Nathalie Lieven QC, appearing for Miss Reilly, told London’s High Court that the geology graduate’s stint at the Kings Heath branch of Poundland involved carrying out very basic tasks such as sweeping and shelf stacking five hours a day for two weeks “without training, supervision or remuneration”.
Ms Lieven submitted to Mr Justice Foskett: “Such work did not contribute to (Miss Reilly’s) search for work to any extent.”
The QC described Poundland as a successful private company with a net turnover of more than £500 million and reported increasing profits.
Its code of conduct required it to conform to International Labour Organisation standards including workers receiving a minimum wage.
Miss Lieven said Miss Reilly graduated from the University of Birmingham in 2010 and first claimed jobseeker's allowance in August that year soon after graduation.
She hoped to work in museums and was now undertaking voluntary work at a local museum.
No-one had questioned her level of effort in seeking employment and she had been happy to look for paid work in the retail sector.
In October 2011 her Jobcentre Plus adviser told her that if she accepted a place on a "sector-based work academy" scheme she would undergo a week's training followed by a job interview, but she was not told what her rights and obligations were.
There was no interview.
Ms Lieven said Jamieson Wilson, the second applicant for judicial review, had been unemployed since 2008.
He was told last November he would be required to undertake up to six months of unpaid work cleaning furniture in the DWP's community action programme (CAP), and further periods of required work could follow.
Ms Lieven said Mr Wilson had recently been subjected to sanctions after refusing to take part in the scheme and now apparently faced the loss of jobseeker's allowance for six months.
Ms Lieven argued the regulations underpinning the schemes did not comply with the 1995 Jobseekers Act as they failed to give details of each of the schemes and the circumstances in which individuals could be required to take part.
Work and Pensions Secretary Iain Duncan Smith had also failed in his duty to publish a policy for each scheme.
Regulation four required individuals to be given specific notice of certain details, including what was required of them by a scheme and the consequences of not participating.
In Miss Reilly's case the secretary of state had admitted Regulation four was not complied with, but denied that meant he had acted unlawfully, said Ms Lieven.
She accused the minister of erring by seeming to "sub-delegate to private sector providers" how schemes were run, including whether those who refused unpaid work should lose their statutory entitlement to benefits.
"That is blatantly unlawful," she told the court.

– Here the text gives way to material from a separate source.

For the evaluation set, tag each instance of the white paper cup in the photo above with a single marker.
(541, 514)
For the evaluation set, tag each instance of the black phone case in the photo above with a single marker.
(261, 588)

Ms Lieven said it was clear on the facts of Miss Reilly's case that, although participation in her work scheme was said not to be compulsory initially, she had not been given the option of not working unpaid for a private company.
Miss Reilly had undoubtedly undertaken the work under "menace of penalty", in breach of her human rights.
The work she was required to do did not contribute to the public interest in any way as Poundland was a successful private company that held itself out as being "Europe's biggest single price discount retailer," argued Ms Lieven.
Mr Wilson's human rights case was simply that the CAP scheme was not compatible with Article 4.
Paul Nicholls QC, appearing for the DWP, argued that both legal challenges were "wrong in law".
He said the purpose of various work schemes was to assist the unemployed to better equip themselves for work, and thousands of people in different situations had benefited.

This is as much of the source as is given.